How different cultures helped this CEO find clear understanding

Burcin Ressamoglu
About the author : Burcin Ressamoglu

CEO of Sodexo Benefits & Rewards UK

Published on : 5/17/22
  • Through 70 years of leadership, The Queen has inspired us all. Sodexo features in the only official book marking the Platinum Jubilee pageant in recognition of how we champion women in leadership. To celebrate this honour, we spoke to Burcin Ressamoglu, CEO of Benefits and Rewards UK about her experiences, their challenges and the guidance she’d give to others who might want to follow in her footsteps.

    Platinum Jubilee sponsorship logoBurcin Ressamoglu heads up our Benefits & Rewards business, helping clients of all shapes and sizes to attract and retain great people. She understands client diversity like no one else, having lived and worked in many countries and cultures. Burcin explains how a lifetime of adapting has shaped her leadership style, and why you should strive for a clear understanding of the person in front of you.

    Light-bulb moment


    I started my career at the electronics company, Philips. They valued diversity a great deal, but it was still early days in the lighting division. There were very few women in the lighting industry, so, I just found a way to build trust and pushed on.

    It’s only when you rise up the ranks that you start to see people doubt you. It becomes less about your skills and more about whether ‘the market’ will accept you. As I sensed this shift, it made me even more determined to succeed. I think the English phrase is ‘digging your heels in’.


    Culture shocks


    Leading the company’s expansion into 13 countries across the Asia Pacific region meant moving my husband and two daughters to China. I was a senior executive by then, but it felt like being back at the starting point: learning what works and what doesn’t in someone else’s environment.

    Even without the cultural differences, no one in China, Korea or anywhere else I went, was expecting a Turkish married woman with two children to understand the business of lighting. Proving I did was incredibly hard. It took a huge amount of effort and lots of patience, but I eventually broke through, learning to adapt as I moved around.


    Mutual understanding


    These experiences have shaped the way I lead at Sodexo. When you have been separated by culture and language, you must invest time in finding connections. The person in front of you, who could be a client or colleague, has to feel you understand their concerns and care about their goals. In situations when confusion is likely, finding clarity and a shared vision is key. You build trust this way too, which is why I’m honest about problems and I don’t overpromise.

    I was not expecting any cultural challenges when I moved to the UK; I studied in Vienna, I was employed by a Dutch company, and I’ve worked all over Europe and Asia. I was wrong. I acknowledged I had to adapt to local culture. I saw how I could change the dynamic of a meeting by talking at the end, not at the start, and how often I was expected to read between the lines.

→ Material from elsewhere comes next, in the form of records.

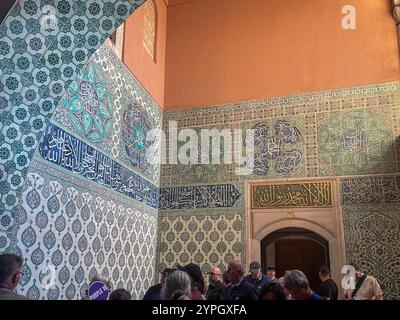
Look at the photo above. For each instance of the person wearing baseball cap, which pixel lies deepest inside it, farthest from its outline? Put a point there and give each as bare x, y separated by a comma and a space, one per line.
256, 278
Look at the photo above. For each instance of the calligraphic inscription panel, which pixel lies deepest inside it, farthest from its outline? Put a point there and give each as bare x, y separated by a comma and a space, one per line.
308, 194
211, 196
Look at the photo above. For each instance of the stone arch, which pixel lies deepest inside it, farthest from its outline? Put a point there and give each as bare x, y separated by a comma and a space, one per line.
304, 224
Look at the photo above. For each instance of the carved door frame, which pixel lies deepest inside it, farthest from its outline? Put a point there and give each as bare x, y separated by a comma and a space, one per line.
327, 221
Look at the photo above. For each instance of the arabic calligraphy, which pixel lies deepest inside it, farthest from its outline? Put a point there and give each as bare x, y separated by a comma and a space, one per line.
310, 194
384, 189
70, 153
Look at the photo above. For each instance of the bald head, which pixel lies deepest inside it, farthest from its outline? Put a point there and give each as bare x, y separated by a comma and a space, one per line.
235, 271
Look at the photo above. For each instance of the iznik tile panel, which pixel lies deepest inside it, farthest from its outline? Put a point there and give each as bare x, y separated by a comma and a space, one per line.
71, 230
208, 240
43, 46
381, 189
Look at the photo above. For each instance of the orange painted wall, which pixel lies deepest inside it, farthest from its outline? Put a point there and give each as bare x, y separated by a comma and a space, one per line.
221, 51
150, 73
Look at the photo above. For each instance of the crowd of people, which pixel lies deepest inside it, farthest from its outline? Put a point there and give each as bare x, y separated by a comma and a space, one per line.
187, 283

Just by double-checking that everyone agrees on the next steps – and that no one is holding back because they don’t want to seem disrespectful – we are far more productive as a team.

    Supporting women in leadership


    Feeling like an outsider is something that happens to many women as their career moves forward, and it’s where I think I can help.

    That’s why I sit on Sodexo’s Gender Equality Advisory Council, helping to set our vision and our targets and to remove hidden barriers. If I had to summarise my advice to any leader struggling to push forward, it’s this:

    • Take action to understand mutually and learn to connect. Having a common understanding is essential it sounds so simple but both sides must take time to listen to each other, openly discuss and ensure the same understanding of what just happened. That requires caring and understanding the differences as well. 
    • Challenge at the right time. You must adapt, but not to the point where you accept poor behaviour. Develop trustful relationships, use the connection you’ve built to be clear about your feelings and you will have a bigger impact when you tackle it.
    • Remember it’s not personal. Everyone brings their preconceptions into a room, so remind yourself that much of someone’s reaction to you was formed before you met. Stay focused on getting to know them – not on explaining more about you – and you will change it.
    • One of the biggest concerns for women as they build their career remains children and their partners. I have moved mine several times, but I’ve also turned roles down that didn’t fit. My family has been my priority and I want women to know that there are many more choices than just ‘career or family.’ I’m a better leader because I have both.